The announcement comes about a year after federal investigators from the U.S. Department of Education's Office of Civil Rights were in Alaska to audit campuses in the University of Alaska system as part of a nationwide investigation. A University of Alaska attorney said at the time that the review was to gauge Title IX compliance and wasn't in response to specific complaints.

Title IX is the federal law that guarantees gender equity in education and encompasses the proper handling of sexual assault complaints.

Grimes said the deficiencies announced Tuesday were found as part of the university's overall Title IX work that was "informed and influenced by the OCR review," but not found as part of the OCR review process itself. Release of the OCR report is still pending, and it "could be a year or more" before it's completed, Grimes said.

"It heightened awareness and prompted not just us, but probably every university across the U.S., to look at their practices when it comes to sexual violence," she said of the OCR review.

University officials were still trying to pinpoint the exact cause of the breakdown but said new procedures were in place to deal with the oversights. Grimes said that since the internal review was completed, the university has suspended or expelled seven students in 2015. Of those cases, three involved sexual misconduct.

An external review of the university is also pending, according to University of Alaska President Jim Johnsen. He said at the press conference that the review would likely be completed "in a few months" and that a summary of the findings will be available to the public. Grimes did not immediately know who was conducting the review.

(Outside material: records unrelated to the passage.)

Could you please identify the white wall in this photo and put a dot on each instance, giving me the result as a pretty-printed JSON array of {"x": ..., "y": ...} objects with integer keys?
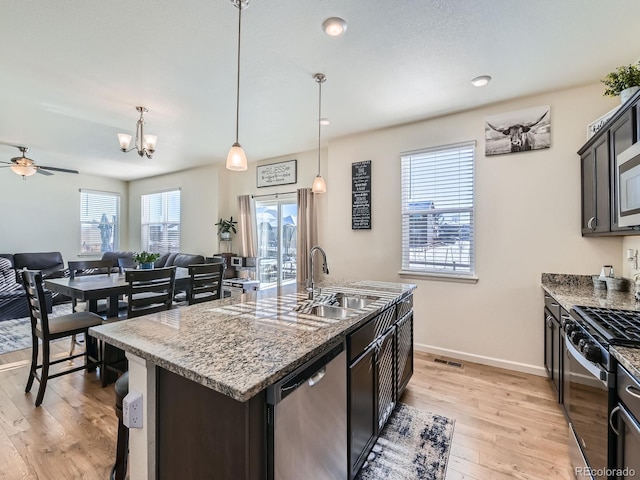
[
  {"x": 42, "y": 214},
  {"x": 199, "y": 197},
  {"x": 527, "y": 222},
  {"x": 242, "y": 183}
]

In a statement to the community Tuesday, Powers wrote that UAF's reported sexual assault statistics seemed "so low as to be implausible, especially when sexual assault is so prevalent in Alaska." He wrote that the UAF Police Department investigates complaints and pursues charges when appropriate, and that staff members offered victims services, but that "for years we failed to follow our own student discipline policies for the most serious violations of the student code of conduct."

"… As the brother of someone who was similarly violated 40 years ago, I am incensed that our communities still have not adequately dealt with this opportunistic and cowardly behavior," Powers wrote. "It's time for this to end."

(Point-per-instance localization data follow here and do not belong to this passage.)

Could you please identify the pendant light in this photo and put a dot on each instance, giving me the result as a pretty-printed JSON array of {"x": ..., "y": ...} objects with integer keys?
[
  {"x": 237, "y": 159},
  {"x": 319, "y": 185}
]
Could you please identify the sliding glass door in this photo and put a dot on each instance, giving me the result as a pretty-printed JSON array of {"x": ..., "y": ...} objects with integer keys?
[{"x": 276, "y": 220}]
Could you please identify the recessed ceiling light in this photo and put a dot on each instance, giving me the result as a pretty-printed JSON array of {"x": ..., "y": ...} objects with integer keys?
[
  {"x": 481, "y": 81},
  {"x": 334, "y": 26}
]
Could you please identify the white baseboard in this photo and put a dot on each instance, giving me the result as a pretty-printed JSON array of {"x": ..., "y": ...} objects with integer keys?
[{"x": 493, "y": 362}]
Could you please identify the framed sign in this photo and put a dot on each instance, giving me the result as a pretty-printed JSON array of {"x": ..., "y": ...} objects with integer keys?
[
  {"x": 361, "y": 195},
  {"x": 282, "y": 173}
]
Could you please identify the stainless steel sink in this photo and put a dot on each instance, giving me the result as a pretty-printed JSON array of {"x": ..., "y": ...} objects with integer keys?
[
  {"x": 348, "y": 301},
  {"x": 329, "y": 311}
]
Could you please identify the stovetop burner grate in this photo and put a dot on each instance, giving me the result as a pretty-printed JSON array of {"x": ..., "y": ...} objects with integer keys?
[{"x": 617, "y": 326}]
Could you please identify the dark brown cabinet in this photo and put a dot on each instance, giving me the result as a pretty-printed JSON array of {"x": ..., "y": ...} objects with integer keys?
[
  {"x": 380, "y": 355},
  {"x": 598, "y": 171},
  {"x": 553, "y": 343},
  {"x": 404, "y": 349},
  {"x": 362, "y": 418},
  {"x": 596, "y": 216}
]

The university will host a town hall meeting on the subject Wednesday at 6 p.m. at the Wood Center. Powers, who was appointed interim chancellor in July, said he plans to visit rural campuses in the coming weeks to continue similar discussions.

"I would like to see this as a wonderful -- as crazy as that sounds -- opportunity to advance this cause and frankly address the issue of sexual violence on campus," Powers said at the press conference Tuesday. "We're in a unique position to make that happen."